2. Push a version tag, for example `v0.9.2`.
3. The workflow runs checks, builds `dist/`, validates metadata, and publishes
   through GitHub OIDC. No PyPI API token is required.

Dependency updates:

Dependabot is configured in `.github/dependabot.yml` to update both PyPI
package versions and workflow/action versions weekly:

- PyPI dependencies: `pyproject.toml` and `uv.lock` through the `uv` ecosystem.
- Workflows: GitHub Actions used by CI and PyPI publishing.
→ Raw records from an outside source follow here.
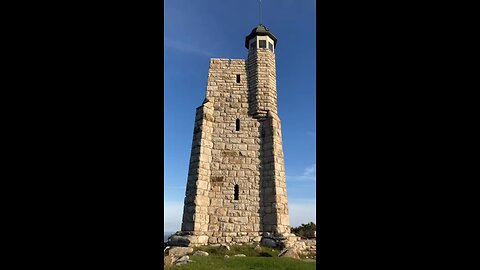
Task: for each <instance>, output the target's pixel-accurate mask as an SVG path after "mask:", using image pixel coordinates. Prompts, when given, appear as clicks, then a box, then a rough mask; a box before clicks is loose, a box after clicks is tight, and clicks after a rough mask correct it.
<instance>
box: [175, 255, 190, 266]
mask: <svg viewBox="0 0 480 270" xmlns="http://www.w3.org/2000/svg"><path fill="white" fill-rule="evenodd" d="M189 259H190V257H188V256H187V255H185V256H182V257H181V258H179V259H178V260H177V261H176V262H175V264H178V263H180V262H188V260H189Z"/></svg>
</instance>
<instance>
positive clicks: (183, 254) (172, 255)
mask: <svg viewBox="0 0 480 270" xmlns="http://www.w3.org/2000/svg"><path fill="white" fill-rule="evenodd" d="M192 252H193V248H192V247H172V248H171V249H170V250H169V251H168V255H172V256H176V257H181V256H184V255H187V254H190V253H192Z"/></svg>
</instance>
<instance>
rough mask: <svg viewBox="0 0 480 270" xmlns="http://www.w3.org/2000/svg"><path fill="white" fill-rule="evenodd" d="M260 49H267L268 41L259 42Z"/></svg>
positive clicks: (258, 46) (261, 40) (259, 46)
mask: <svg viewBox="0 0 480 270" xmlns="http://www.w3.org/2000/svg"><path fill="white" fill-rule="evenodd" d="M258 47H260V48H266V47H267V41H266V40H259V41H258Z"/></svg>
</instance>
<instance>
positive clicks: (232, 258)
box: [165, 256, 316, 270]
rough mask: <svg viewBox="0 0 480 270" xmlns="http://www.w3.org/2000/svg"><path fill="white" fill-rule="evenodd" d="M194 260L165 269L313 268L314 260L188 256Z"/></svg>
mask: <svg viewBox="0 0 480 270" xmlns="http://www.w3.org/2000/svg"><path fill="white" fill-rule="evenodd" d="M190 259H191V260H193V261H194V262H192V263H189V264H186V265H177V266H166V267H165V269H194V270H212V269H213V270H223V269H225V270H227V269H232V270H253V269H276V270H290V269H291V270H311V269H315V267H316V262H306V261H301V260H295V259H291V258H284V257H230V258H228V259H226V258H223V257H221V256H206V257H202V256H190Z"/></svg>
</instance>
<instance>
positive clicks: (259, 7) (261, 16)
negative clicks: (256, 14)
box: [258, 0, 262, 25]
mask: <svg viewBox="0 0 480 270" xmlns="http://www.w3.org/2000/svg"><path fill="white" fill-rule="evenodd" d="M258 14H259V17H260V25H262V0H258Z"/></svg>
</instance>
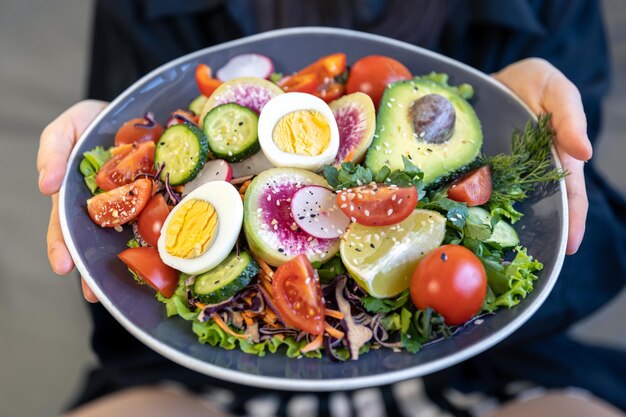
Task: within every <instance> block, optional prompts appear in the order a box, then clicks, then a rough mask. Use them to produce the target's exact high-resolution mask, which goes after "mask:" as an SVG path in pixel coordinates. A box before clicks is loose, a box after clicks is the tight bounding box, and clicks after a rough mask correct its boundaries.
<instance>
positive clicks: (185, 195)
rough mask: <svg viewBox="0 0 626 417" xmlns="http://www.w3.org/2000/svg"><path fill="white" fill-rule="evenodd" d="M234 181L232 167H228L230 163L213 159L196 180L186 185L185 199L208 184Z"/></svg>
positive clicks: (185, 189) (207, 162)
mask: <svg viewBox="0 0 626 417" xmlns="http://www.w3.org/2000/svg"><path fill="white" fill-rule="evenodd" d="M232 179H233V170H232V168H231V167H230V165H228V162H226V161H224V160H223V159H213V160H211V161H207V163H206V164H204V167H203V168H202V171H200V172H199V173H198V175H197V176H196V178H194V179H193V180H191V181H189V182H188V183H187V184H185V190H184V191H183V197H184V196H186V195H187V194H189V193H190V192H192V191H193V190H195V189H196V188H199V187H200V186H202V185H204V184H206V183H207V182H211V181H230V180H232Z"/></svg>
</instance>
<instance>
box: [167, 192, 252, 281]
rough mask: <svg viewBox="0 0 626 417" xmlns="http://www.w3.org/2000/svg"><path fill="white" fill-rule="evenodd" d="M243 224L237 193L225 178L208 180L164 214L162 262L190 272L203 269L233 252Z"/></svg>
mask: <svg viewBox="0 0 626 417" xmlns="http://www.w3.org/2000/svg"><path fill="white" fill-rule="evenodd" d="M242 223H243V203H242V201H241V196H240V195H239V192H238V191H237V189H236V188H235V187H233V185H231V184H230V183H229V182H226V181H213V182H208V183H206V184H204V185H202V186H200V187H199V188H197V189H195V190H193V191H192V192H191V193H189V195H187V196H186V197H185V198H183V199H182V200H181V201H180V203H178V204H177V205H176V206H175V207H174V208H173V209H172V211H171V212H170V214H169V215H168V216H167V219H166V220H165V223H163V227H162V228H161V236H160V237H159V241H158V245H157V246H158V249H159V256H160V257H161V260H163V263H165V264H166V265H169V266H171V267H172V268H174V269H177V270H179V271H182V272H184V273H187V274H190V275H196V274H201V273H203V272H206V271H208V270H210V269H212V268H214V267H215V266H217V265H218V264H219V263H220V262H222V261H223V260H224V259H225V258H226V257H227V256H228V254H229V253H230V252H231V251H232V249H233V247H234V246H235V243H236V242H237V238H238V237H239V232H240V231H241V225H242Z"/></svg>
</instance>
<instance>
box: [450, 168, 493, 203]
mask: <svg viewBox="0 0 626 417" xmlns="http://www.w3.org/2000/svg"><path fill="white" fill-rule="evenodd" d="M491 188H492V183H491V168H490V167H489V165H485V166H484V167H480V168H478V169H475V170H473V171H470V172H468V173H467V174H465V175H463V176H462V177H461V178H459V179H458V180H457V181H456V182H455V183H454V184H452V187H450V188H449V189H448V198H449V199H451V200H454V201H459V202H461V203H467V205H468V206H480V205H483V204H485V203H486V202H487V201H489V199H490V198H491Z"/></svg>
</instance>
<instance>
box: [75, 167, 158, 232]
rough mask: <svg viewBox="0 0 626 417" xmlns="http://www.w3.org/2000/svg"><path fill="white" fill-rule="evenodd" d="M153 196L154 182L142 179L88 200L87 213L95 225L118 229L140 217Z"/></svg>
mask: <svg viewBox="0 0 626 417" xmlns="http://www.w3.org/2000/svg"><path fill="white" fill-rule="evenodd" d="M151 194H152V181H150V180H148V179H145V178H141V179H138V180H136V181H135V182H133V183H131V184H127V185H124V186H121V187H118V188H116V189H114V190H111V191H108V192H106V193H102V194H98V195H95V196H93V197H91V198H90V199H89V200H87V211H88V212H89V217H91V220H93V221H94V223H96V224H98V225H100V226H102V227H116V226H121V225H123V224H124V223H128V222H129V221H131V220H133V219H134V218H135V217H137V216H139V214H140V213H141V211H142V210H143V209H144V207H145V206H146V204H148V201H149V200H150V195H151Z"/></svg>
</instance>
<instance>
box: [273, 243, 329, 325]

Python dev tools, provider SDK extras, and GitHub Actions are grouped into
focused PRs with `pypi`, `uv`, `workflow`, and `github-actions` labels.

Phase 4.5 review reports:

```bash
kiste review
kiste review architecture
kiste review commands
kiste review data-model
kiste review security
kiste review gitops
kiste review roadmap
```

These write Markdown reports to `.kiste/review/`.

## Current Limits

Kiste still does not:

- Deploy to Kubernetes
- Apply Terraform
- Push to a container registry
- Download large datasets automatically
- Provision or delete cloud resources automatically
- Auto-sync Argo CD production apps with pruning
- Auto-merge self-improvement changes
- Commit or push the generated GitOps repo
- Integrate with real SOPS, age, KMS, or Vault cryptography
- Rotate secrets or fetch runtime credentials

Phase 4 intentionally produces a GitOps source tree and validates secret hygiene,
but deployment and production secret backends are later phases.

## License

Kiste uses a split license model:

- Source code is licensed under the Apache License 2.0. See [LICENSE](LICENSE).
- Documentation, including this README and files under [docs/](docs/), is
  licensed under Creative Commons Attribution 4.0 International. See
  [docs/LICENSE.md](docs/LICENSE.md).